Contraditoriamente, estar numa guerra não me vinha à cabeça, e mesmo assim, nem imaginava como era estar num campo de batalha. O mundo vivia uma grande instabilidade política, porém notícias de guerras não chegavam ao meu conhecimento, algo de se esperar, pois eu tinha apenas 8 anos.

Três anos depois espalhava-se pelo mundo uma frase: "A Terra é azul", dita por Yuri Gagarin ao ter feito a órbita ao redor do planeta, e isso me fez olhar para o céu e querer chegar até ele, algo que me fazia duvidar, pois o exército não me levaria até lá.

Finalmente completados 18 anos, pude realizar meu sonho: o alistamento militar...a partir daí começava o pesadelo.

Passei meses em treinamento e fui mandado à guerra. Era então 16 de Março de 1970, a minha primeira experiência, que parecia ser a pior da minha vida: vi civis sendo execultados e eu sentado, assustado, jogado em algum lugar do Vietnã.

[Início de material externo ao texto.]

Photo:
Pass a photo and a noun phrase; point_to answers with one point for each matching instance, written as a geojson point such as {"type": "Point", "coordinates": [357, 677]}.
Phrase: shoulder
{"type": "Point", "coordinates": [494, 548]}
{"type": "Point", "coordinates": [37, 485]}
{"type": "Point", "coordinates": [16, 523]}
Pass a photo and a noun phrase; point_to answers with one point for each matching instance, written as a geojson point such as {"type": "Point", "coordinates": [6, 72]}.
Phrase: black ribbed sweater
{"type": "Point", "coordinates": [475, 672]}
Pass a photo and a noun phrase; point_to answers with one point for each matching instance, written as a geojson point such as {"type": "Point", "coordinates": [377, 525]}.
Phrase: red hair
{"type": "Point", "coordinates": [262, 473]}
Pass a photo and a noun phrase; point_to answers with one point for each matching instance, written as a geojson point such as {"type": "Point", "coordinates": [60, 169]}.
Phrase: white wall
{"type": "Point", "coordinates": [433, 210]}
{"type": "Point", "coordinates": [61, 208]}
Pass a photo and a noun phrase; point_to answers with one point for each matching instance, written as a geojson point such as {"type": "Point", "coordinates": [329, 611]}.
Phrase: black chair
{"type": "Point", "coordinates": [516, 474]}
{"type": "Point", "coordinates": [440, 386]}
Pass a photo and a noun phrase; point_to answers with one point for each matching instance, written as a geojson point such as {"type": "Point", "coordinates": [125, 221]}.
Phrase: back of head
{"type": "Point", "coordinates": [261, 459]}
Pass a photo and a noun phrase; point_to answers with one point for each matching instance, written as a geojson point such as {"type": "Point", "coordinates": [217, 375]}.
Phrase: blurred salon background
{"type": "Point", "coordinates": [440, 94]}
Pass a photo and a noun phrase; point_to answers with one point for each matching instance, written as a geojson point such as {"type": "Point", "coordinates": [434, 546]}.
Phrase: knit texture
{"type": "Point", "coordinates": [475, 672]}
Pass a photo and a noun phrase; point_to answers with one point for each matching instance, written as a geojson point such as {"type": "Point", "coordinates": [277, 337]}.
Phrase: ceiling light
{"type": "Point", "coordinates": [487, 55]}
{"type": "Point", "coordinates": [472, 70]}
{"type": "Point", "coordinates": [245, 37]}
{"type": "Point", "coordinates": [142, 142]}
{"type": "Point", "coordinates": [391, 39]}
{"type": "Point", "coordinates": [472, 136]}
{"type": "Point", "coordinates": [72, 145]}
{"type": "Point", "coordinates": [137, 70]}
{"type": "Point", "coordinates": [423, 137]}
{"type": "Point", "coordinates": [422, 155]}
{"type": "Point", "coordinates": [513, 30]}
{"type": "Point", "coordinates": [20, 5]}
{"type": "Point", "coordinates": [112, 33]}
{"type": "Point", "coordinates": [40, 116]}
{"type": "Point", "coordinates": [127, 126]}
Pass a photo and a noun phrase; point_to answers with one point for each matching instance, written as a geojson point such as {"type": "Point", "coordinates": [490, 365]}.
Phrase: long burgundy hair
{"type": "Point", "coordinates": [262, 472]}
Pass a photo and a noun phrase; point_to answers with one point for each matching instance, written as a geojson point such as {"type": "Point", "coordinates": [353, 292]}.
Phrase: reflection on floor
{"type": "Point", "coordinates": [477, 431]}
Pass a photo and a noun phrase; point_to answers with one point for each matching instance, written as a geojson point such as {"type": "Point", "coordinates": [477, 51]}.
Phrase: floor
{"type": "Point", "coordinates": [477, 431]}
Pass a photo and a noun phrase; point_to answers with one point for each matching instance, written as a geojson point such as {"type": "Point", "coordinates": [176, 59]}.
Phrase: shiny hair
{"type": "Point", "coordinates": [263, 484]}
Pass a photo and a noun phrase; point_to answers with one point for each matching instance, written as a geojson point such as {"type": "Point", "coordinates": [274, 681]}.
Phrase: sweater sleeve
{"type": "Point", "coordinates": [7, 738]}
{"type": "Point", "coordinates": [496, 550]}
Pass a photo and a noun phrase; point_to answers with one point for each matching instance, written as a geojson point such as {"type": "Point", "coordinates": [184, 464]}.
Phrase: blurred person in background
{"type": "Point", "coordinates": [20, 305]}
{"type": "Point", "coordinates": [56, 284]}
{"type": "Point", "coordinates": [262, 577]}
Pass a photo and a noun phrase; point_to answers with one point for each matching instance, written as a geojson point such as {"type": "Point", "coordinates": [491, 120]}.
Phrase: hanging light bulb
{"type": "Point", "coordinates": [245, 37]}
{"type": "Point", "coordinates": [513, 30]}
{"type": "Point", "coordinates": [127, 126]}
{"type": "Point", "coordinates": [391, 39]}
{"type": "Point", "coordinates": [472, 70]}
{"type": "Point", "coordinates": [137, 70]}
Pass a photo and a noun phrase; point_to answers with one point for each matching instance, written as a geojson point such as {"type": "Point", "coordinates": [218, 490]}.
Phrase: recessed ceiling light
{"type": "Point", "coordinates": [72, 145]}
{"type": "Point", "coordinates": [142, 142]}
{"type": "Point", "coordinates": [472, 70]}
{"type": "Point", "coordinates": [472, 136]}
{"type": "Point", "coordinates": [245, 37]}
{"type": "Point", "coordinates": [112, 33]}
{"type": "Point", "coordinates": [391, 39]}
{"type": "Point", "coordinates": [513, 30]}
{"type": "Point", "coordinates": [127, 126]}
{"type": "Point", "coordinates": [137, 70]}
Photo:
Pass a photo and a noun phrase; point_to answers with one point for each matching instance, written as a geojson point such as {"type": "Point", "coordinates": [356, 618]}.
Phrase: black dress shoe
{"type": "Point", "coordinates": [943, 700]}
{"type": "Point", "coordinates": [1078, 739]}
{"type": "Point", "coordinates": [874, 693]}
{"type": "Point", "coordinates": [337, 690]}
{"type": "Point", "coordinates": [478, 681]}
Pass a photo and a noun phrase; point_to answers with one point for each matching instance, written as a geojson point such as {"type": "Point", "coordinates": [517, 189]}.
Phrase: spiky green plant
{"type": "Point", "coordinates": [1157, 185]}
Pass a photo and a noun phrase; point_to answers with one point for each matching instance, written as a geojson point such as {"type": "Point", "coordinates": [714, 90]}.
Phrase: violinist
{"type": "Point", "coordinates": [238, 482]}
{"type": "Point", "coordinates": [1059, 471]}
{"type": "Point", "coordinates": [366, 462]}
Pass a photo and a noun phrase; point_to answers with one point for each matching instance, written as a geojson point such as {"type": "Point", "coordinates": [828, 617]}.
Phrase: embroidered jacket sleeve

Como condenados lançados ao acaso, como peões kamikazes de um tabuleiro sangrento, meus companheiros e eu lutávamos por nossa "pátria que tanto nos amava" e pela nossa sobrevivência.

Dia após dia, projétil após projétil, crescia em mim uma vontade de sair daquele lugar, pois não suportava mais estar em acampamentos inseguros, rezando e chorando, correndo e matando; aquilo era como o hall do inferno.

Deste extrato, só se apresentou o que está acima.